The micro-level unevenness on the gear tooth flank surfaces is determined by surface roughness parameters. A higher value of surface roughness causes early failure due to excessive wear and friction on flank surfaces of a gear [15]. Surface roughness has several parameters, but average surface roughness ‘R_a’ and the total height of roughness profile ‘Rt’, also known as maximum surface roughness, are the two most important parameters referred to in the manufacturing of engineered microparts. These parameters significantly affect the service life, noiseless and smooth operating performance of a gear [14,15].

A deviation in microgeometry parameters of gear determines its manufacturing quality [3,4,5]. For that, the two most important categories are form errors and location errors that significantly affect the noise behaviour and accuracy of motion transfer of a gear.
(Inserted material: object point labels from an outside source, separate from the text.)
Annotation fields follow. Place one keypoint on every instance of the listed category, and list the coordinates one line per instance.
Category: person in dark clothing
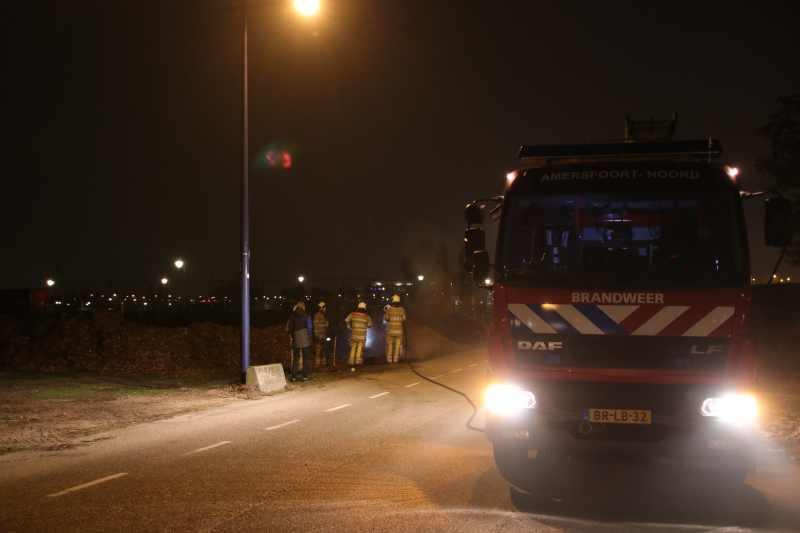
(299, 327)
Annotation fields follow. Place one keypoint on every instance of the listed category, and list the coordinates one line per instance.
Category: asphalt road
(380, 452)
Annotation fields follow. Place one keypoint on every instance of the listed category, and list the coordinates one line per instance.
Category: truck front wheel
(514, 465)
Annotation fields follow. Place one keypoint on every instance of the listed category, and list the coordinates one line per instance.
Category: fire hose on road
(474, 407)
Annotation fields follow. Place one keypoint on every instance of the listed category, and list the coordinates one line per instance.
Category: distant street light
(306, 8)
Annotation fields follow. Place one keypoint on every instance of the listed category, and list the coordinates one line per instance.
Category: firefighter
(321, 334)
(395, 316)
(358, 322)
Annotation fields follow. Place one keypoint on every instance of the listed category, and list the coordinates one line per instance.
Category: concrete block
(266, 377)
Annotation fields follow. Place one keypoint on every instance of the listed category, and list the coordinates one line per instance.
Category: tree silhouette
(782, 164)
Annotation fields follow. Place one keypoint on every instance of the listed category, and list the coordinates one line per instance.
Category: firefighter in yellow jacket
(395, 316)
(358, 322)
(321, 335)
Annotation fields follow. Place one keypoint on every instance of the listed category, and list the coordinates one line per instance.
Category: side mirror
(480, 265)
(473, 214)
(778, 222)
(474, 241)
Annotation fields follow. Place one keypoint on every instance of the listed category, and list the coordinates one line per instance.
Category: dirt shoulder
(52, 411)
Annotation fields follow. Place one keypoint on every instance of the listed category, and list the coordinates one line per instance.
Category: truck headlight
(734, 408)
(508, 399)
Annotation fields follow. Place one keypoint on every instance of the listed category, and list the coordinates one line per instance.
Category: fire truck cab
(622, 305)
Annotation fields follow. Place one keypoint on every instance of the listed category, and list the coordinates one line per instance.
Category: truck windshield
(646, 239)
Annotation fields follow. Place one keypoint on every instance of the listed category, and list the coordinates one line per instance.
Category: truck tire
(514, 465)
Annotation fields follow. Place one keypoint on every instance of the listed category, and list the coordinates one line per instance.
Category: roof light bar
(630, 151)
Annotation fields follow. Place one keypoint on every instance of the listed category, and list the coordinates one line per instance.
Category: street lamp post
(181, 264)
(245, 219)
(305, 8)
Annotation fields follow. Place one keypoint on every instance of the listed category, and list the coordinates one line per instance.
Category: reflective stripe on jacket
(358, 324)
(395, 316)
(320, 325)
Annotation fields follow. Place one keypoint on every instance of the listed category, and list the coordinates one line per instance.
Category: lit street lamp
(305, 8)
(181, 264)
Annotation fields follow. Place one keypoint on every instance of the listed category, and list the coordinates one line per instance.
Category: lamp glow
(508, 399)
(733, 408)
(306, 8)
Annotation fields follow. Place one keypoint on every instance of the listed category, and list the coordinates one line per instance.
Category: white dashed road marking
(95, 482)
(209, 447)
(284, 424)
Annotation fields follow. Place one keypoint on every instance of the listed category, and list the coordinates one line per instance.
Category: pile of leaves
(104, 342)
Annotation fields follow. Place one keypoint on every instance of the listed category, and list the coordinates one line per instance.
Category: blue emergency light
(620, 151)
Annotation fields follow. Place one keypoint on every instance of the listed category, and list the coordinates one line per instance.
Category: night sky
(122, 121)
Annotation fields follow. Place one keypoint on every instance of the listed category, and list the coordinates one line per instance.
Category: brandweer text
(617, 297)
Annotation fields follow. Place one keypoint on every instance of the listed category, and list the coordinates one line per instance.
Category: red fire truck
(622, 306)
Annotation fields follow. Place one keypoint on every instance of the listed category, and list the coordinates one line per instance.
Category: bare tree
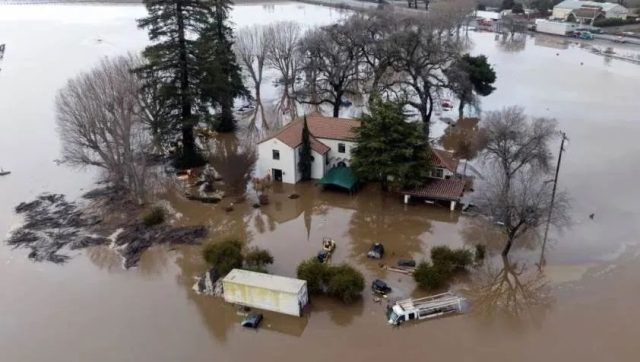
(424, 49)
(233, 160)
(512, 292)
(283, 55)
(251, 46)
(514, 143)
(521, 204)
(517, 195)
(330, 63)
(101, 123)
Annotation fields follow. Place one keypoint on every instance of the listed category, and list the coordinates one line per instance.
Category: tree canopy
(221, 74)
(306, 159)
(469, 78)
(390, 150)
(175, 27)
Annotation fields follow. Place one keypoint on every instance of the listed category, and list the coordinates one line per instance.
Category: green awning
(341, 177)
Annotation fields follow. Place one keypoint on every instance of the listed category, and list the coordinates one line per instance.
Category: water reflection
(513, 293)
(379, 217)
(478, 230)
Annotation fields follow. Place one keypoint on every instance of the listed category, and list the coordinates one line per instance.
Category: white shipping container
(264, 291)
(554, 27)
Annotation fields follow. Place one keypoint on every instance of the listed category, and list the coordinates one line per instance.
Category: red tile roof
(439, 189)
(319, 127)
(444, 159)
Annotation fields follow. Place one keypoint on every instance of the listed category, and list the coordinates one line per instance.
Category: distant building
(588, 11)
(332, 140)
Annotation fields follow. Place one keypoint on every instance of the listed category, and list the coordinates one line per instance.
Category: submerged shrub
(445, 264)
(256, 259)
(345, 283)
(224, 256)
(342, 282)
(155, 216)
(452, 260)
(314, 273)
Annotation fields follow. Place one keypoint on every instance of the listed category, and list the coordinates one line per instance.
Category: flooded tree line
(130, 112)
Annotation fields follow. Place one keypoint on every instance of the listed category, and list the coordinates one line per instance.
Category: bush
(315, 274)
(455, 261)
(430, 276)
(256, 259)
(345, 283)
(224, 256)
(155, 216)
(445, 264)
(342, 282)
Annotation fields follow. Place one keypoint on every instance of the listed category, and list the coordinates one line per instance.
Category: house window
(437, 172)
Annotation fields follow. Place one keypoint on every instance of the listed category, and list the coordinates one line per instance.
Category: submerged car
(376, 251)
(380, 287)
(252, 320)
(323, 256)
(328, 244)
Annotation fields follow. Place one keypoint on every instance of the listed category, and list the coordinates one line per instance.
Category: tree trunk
(188, 141)
(336, 105)
(507, 247)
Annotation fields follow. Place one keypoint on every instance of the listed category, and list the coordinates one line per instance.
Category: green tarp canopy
(341, 177)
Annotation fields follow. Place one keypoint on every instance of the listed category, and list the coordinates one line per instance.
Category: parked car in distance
(407, 263)
(323, 256)
(380, 287)
(252, 320)
(376, 251)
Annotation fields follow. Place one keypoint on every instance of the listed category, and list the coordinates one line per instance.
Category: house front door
(277, 175)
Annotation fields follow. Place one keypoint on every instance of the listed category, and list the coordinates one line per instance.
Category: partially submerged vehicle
(323, 256)
(380, 287)
(407, 263)
(376, 251)
(425, 308)
(328, 244)
(252, 320)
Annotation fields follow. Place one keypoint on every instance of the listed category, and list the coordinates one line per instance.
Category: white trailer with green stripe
(265, 291)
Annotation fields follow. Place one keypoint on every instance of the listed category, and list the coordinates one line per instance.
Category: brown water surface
(92, 310)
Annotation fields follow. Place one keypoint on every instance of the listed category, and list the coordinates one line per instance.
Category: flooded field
(92, 309)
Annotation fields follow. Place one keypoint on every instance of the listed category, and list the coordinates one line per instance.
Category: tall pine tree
(175, 27)
(390, 150)
(222, 77)
(306, 158)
Total profile error ‘F_a’ and total pitch error ‘F_p’ are important factors of a form error and location error of a gear, which affect noise characteristic and load carrying ability of a gear respectively. Topography evaluation provides complete detail of gear tooth flank surface peaks and valleys. This section may be divided into subheadings. It should provide a concise and precise description of the experimental results, their interpretation, as well as the experimental conclusions that can be drawn.

2.3. Procedure for Manufacturing of Miniature Spur Gear of Aluminium

Following are the phases involved in developing lightweight miniature gear of aluminium by wire-assisted thermoelectric erosion machining (see Figure 2):

2.3.1. Preparation Phase

• Preparation of the 7075 aluminium alloy bar on CNC lathe.
• Manufacturing of precise stepped gear blanks on CNC lathe to ensure perfect clamping and positioning of gear blank in the V block with respect to the wire on CNC WTEM machine as illustrated in Figure 3.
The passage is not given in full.